Mi nombre es Dionisio, mi padre me lo puso en honor al dios del vino, él decía que era una forma de darme un nombre relacionado con aquello que a lo largo de varias generaciones familiares ha dado de comer a mi padre, al padre de mi padre y así hasta el principio de los tiempos. Soy el hijo menor de una familia prospera, esto me permite en parte llevar a cabo mi verdadera profesión por la que yo creo que nací. Desde pequeño mi padre nos había ido inculcando a mí hermano y a mí todo lo relacionado con la recogida de la vid y la elaboración del vino. Mi hermano, Francesco, cuatro años mayor que yo; se había sentido siempre a gusto con la idea de seguir con la profesión de padre, sin embargo yo había mostrado un maestría para otra labor, la pintura. Mi padre se mostró reacio desde un principio a tal actividad, necesitaría las manos de sus dos hijos fuertes para mantener el negocio familiar para cuando el falleciera decía; sin embargo no era el único motivo ya que un día lo escuché hablar con madre diciendo que aquello que yo anhelaba no me llevaría a ningún lado y que al poco tiempo volvería con menos dinero que con el que hubiera salido de casa.

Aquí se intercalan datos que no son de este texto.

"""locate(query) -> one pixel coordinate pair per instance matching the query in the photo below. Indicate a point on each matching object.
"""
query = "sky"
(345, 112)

A pesar de los esfuerzos de mi padre por quitarme aquella idea de la cabeza yo había seguido practicando la pintura de pequeño y ahora con diecinueve años conocía muchas de las técnicas empleadas por pintores de oficio famosos en la región y los alrededores, todo esto gracias a la gratitud de mi señor, el cuál era un gran amigo de mi padre, quién me puso en manos de buenos artistas. Mi señor había logrado convencer a mi padre de que no dejará en manos de la nada mi talento y que al menos me comprara los utensilios necesarios para pintar siempre que quisiera. Debo de decir que me sentí muy agradecido con mi señor aquel día que me encargo mi primer cuadro, era simple, estaba claro que quería ponerme a prueba y ver que tan bueno era. El boceto fue sencillo, un bodegón con racimos de uvas, una botella de vino y una copa, lo difícil fue jugar con los colores y encontrar los tonos más apropiados, aquellos que dieran vida al cuadro. No me pagó por el cuadro, a cambio me entregó la mayoría de los materiales de pintura y me dijo que estaba bastante satisfecho. Así fue como comenzó todo, pronto la noticia de que nuestro señor me había encargado un lienzo y que había quedado maravillado con el resultado,se corrió por todo el pueblo. Los vecinos más ricos se atrevieron a hacerme algún que otro sencillo pedido, y cuando vieron las obras acabadas decidieron de pedirme pinturas más complicadas; y yo encantado acepte todos los pedidos que me hacían. Sin embargo debía compaginar las horas de trabajos en las tierras con las horas dedicadas a la pintura; mis ratos de descanso y las noches solía dedicarlas a mi segundo oficio. Pronto me convertí en el mejor pintor artístico de toda la comarca y para mi sorpresa a mis dieciocho años me llego el encargo de pintar frescos en una de las iglesias más importantes de Siena, fue un trabajo que me hizo feliz y me llenó completamente y pude realizarlo sin ataduras aprovechando la época de mala cosecha de año anterior.